Clint C Wilson, co-author of a book, ‘Racism, Sexism and the Media’, was quoted in this month’s Economist saying that the ABC network in America canned the re-launched Roseanne show based on an economic decision, knowing that advertisers would pull spots that featured alongside the TV comeback.
This of course implied that those advertisers made a moral call on how and where they preferred their brand to be represented.
I found this slightly laughable and shamefully two-faced. I’m sure if I scoured the internet enough, some of those advertisers would also be found languishing in the darkest reaches of the world wide web.
It seems that brand safety only becomes an issue when a vile-mouthed household name causes a furore on Twitter, not, for example, when those same brand dollars help prop up porno p2p sites and fund criminal organisations.
Truth be told, we’re not entirely sure where we should position the moral ringfence for brands/advertisers, that is, where and when it’s appropriate for them to be seen cavorting in the world of ethics and campaigning.
Take for example ‘SpyCops’ and the, what I see as unfortunate, outcome suffered by Lush in the UK. Brand takes a stand, brand gets shot down, brand probably ends up in a cell with Louis CK for company. In case you missed it, the soap company caused outrage after launching the #SpyCops campaign, which saw posters put in shop fronts featuring police officers and the words "paid to lie", along with faux police tape saying "Police have crossed a line".
A headline from the Independent UK
I read some comments online, not many.

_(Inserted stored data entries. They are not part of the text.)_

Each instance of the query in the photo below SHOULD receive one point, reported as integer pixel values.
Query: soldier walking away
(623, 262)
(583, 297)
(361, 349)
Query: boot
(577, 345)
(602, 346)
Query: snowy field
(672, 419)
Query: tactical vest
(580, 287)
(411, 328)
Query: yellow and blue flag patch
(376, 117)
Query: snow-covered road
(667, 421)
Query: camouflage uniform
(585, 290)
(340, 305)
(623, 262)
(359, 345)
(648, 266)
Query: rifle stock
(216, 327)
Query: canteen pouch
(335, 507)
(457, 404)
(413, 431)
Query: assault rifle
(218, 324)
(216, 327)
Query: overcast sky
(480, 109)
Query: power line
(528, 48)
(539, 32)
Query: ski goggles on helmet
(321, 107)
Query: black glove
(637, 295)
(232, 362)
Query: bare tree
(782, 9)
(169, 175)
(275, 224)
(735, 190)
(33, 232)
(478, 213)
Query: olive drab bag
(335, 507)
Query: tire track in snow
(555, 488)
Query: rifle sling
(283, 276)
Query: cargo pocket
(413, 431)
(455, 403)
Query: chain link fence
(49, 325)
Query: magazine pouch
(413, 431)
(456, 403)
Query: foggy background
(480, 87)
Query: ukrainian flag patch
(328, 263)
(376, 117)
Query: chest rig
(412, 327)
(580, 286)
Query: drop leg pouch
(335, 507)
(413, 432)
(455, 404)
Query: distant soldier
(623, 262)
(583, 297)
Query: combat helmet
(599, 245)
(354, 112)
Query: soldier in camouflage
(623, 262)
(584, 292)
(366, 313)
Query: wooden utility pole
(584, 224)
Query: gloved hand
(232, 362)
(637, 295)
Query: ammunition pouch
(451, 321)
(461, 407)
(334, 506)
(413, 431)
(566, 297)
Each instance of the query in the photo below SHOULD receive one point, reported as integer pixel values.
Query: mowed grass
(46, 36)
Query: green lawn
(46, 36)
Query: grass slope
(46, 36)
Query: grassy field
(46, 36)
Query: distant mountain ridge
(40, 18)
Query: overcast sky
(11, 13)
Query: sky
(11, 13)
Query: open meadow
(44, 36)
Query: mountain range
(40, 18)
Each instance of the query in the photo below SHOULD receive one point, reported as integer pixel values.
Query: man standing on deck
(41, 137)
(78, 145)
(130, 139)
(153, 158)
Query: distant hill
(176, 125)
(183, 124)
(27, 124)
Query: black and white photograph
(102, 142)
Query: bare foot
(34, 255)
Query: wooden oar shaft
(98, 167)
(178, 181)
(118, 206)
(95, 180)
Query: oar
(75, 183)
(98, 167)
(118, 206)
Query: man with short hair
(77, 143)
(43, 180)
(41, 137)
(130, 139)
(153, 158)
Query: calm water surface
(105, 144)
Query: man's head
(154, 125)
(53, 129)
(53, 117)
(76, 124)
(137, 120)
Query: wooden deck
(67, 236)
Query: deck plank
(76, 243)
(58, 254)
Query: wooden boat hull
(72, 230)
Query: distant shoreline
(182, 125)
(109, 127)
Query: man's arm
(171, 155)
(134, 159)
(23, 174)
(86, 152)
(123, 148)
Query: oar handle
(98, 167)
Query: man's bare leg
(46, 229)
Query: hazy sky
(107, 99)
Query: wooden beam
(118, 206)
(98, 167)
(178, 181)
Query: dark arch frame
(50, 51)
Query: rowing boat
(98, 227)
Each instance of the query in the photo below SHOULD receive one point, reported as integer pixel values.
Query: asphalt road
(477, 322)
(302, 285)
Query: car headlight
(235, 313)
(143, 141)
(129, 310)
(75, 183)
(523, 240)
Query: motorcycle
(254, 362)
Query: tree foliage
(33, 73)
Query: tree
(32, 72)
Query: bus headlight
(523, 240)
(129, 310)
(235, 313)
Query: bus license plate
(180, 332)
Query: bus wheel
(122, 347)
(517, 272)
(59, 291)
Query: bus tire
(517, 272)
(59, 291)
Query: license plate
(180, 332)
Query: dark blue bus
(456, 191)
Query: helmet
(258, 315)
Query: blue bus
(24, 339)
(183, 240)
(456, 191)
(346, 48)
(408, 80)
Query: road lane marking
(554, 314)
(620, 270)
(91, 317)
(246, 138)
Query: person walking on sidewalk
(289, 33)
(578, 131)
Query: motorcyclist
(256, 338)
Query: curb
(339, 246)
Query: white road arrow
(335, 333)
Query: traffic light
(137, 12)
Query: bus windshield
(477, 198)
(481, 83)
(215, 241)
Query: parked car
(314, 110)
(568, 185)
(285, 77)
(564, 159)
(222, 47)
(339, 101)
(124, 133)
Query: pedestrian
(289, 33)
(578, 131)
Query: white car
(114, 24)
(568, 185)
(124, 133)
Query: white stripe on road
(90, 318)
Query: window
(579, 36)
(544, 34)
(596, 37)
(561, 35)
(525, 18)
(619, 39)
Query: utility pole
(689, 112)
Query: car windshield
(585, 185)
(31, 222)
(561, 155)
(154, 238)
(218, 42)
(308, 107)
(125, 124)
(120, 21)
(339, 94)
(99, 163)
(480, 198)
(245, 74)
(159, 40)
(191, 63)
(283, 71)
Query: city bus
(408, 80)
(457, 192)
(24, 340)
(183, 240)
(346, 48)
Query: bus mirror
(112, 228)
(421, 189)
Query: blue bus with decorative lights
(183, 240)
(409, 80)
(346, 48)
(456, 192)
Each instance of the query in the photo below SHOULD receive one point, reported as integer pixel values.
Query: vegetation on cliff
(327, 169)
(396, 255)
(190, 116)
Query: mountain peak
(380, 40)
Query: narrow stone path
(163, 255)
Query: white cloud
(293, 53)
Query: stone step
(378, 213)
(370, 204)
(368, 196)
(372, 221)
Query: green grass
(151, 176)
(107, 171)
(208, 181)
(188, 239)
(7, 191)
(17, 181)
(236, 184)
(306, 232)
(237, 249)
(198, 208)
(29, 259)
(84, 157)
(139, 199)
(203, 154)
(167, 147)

Most were on LinkedIn – the only social media outlet I am guilty of succumbing to (that’s my own moral ringfence, right there).
The implied consensus, or the starting point of any argument was that Lush had taken this stand – to highlight abuses by undercover police in the UK – as part of a marketing tactic, or a ‘story’ that would help shift ‘Dragon’s Eggs’ bath bombs and ‘Lavender Vida Loca’ soaps.
I’d hazard a guess, although I could be utterly wrong, that ‘SpyCops’ was less designed to fill cash registers – despite what ‘expert marketers’ think - and that is was more in keeping with the company’s 22-year history of engaging in direct action activism and generous fundraising.
Check its wiki page for an impressive list of ‘good doing’. Imagine: brand engages in comms messaging for motives other than fiscal!
Understandably, some members of the public were concerned police bashing was afoot, and although that was not the case, it’s hard to get nuanced messages across at the best of times – perhaps that’s where Lush might have been best placed to call upon some comms experts.
For me, however, it brought to the surface those same questions around that moral ringfence, and if/when/where it’s acceptable for a brand/advertiser to speak out.
I’d argue that brands should be dipping their toes, if not their entire torsos, more regularly into some ‘Lavender Vida Loca’ infused waters.
There are thousands of issues that are becoming more pressing by the day – I won’t even begin to list the ones that cause me alarm on a regular basis (we’d run out of space) – don’t we need those with money, access to media and social influence to get on board?